Sore hari, Jaki dan teman-temannya sedang bermain di lapangan. Teman-temannya bermain sepak bola, sedangkan Jaki bermain layang-layang, karena Jaki sangat menyukai layang-layang.
Hari sudah mau gelap, teman-teman Jaki sudah berhenti bermain dan bergegas untuk pulang ke rumahnya masing-masing, sedangkan Jaki masih asyik bermain layangan kesayangannya itu.
“Jaki, ayo kita pulang!

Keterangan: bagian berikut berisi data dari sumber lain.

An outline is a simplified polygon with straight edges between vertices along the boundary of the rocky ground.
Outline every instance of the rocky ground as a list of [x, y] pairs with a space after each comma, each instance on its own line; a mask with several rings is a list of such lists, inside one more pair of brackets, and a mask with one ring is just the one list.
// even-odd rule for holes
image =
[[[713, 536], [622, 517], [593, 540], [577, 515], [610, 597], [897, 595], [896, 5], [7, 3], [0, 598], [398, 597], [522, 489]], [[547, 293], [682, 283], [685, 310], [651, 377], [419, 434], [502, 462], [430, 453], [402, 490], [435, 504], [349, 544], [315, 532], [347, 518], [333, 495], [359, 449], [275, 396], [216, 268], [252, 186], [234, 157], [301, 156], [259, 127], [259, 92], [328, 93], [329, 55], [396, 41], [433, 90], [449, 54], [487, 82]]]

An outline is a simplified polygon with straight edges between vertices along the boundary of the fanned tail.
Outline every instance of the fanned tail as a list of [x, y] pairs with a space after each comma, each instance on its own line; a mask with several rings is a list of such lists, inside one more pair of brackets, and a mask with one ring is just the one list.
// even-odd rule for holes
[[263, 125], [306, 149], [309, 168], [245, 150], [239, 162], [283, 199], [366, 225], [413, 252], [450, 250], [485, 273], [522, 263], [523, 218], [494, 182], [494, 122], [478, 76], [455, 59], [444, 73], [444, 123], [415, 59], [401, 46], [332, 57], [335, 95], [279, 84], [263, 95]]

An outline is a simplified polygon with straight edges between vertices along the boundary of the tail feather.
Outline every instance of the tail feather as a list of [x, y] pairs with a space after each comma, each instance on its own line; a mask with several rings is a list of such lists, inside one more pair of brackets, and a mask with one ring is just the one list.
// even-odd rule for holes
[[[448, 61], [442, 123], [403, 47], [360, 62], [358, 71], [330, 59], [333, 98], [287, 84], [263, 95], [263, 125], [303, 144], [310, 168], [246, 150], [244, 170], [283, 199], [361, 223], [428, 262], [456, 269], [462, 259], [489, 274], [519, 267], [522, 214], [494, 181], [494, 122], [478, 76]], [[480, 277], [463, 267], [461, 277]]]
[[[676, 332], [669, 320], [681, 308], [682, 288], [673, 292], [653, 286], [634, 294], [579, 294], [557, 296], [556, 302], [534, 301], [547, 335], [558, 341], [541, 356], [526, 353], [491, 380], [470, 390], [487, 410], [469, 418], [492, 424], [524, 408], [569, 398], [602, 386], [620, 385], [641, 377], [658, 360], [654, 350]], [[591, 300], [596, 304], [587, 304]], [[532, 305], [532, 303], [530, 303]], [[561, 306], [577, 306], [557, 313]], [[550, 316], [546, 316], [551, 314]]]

Sudah mau malam, nanti ibumu memarahimu jika kau pulang malam,” ajak Reno kepada Jaki.
“Kalian duluan saja, nanti saya pulang sendiri. Sebentar lagi kok,” jawab Jaki.
“Ya sudah kalau gitu kita pulang dulu ya! Ayo teman-teman!” ajak Reno kepada teman-temannya.
Reno dan teman-temannya pulang ke rumahnya dan meninggalkan Jaki seorang diri di lapangan.
Menjelang malam, angin semakin kencang dan membuat layang-layang terbang tinggi. Jaki semakin asyik bermain dengan Ben, layang-layangnya, dan masih tak berniat pulang meski matahari sudah digantikan oleh bulan.
Embusan angin membuat Jaki mengantuk. Jaki duduk dan mengulurkan benang layangannya agar terbang tinggi dan menancapkan gulungan benangnya di tanah.
Lalu Jaki tiduran memandang langit, bintang, bulan, serta Ben yang dipasangi lampu kelap-kelip. Hingga akhirnya Jaki tertidur.
Keesokan paginya, Jaki terbangun dan melihat banyak sekali layang-layang yang indah dengan berbagai warna dan bentuk.
Jaki melihat layang-layang merah yang besar dan cantik. Jaki pun tertarik untuk memainkan layang-layang itu.
Jaki berdiri, menghampiri layang-layang itu. Kemudian tiba-tiba ….
“Hai, Jaki!”
Layang-layang itu bicara dan menyapa Jaki. Jaki kaget dan mundur menjauhi layang-layang itu.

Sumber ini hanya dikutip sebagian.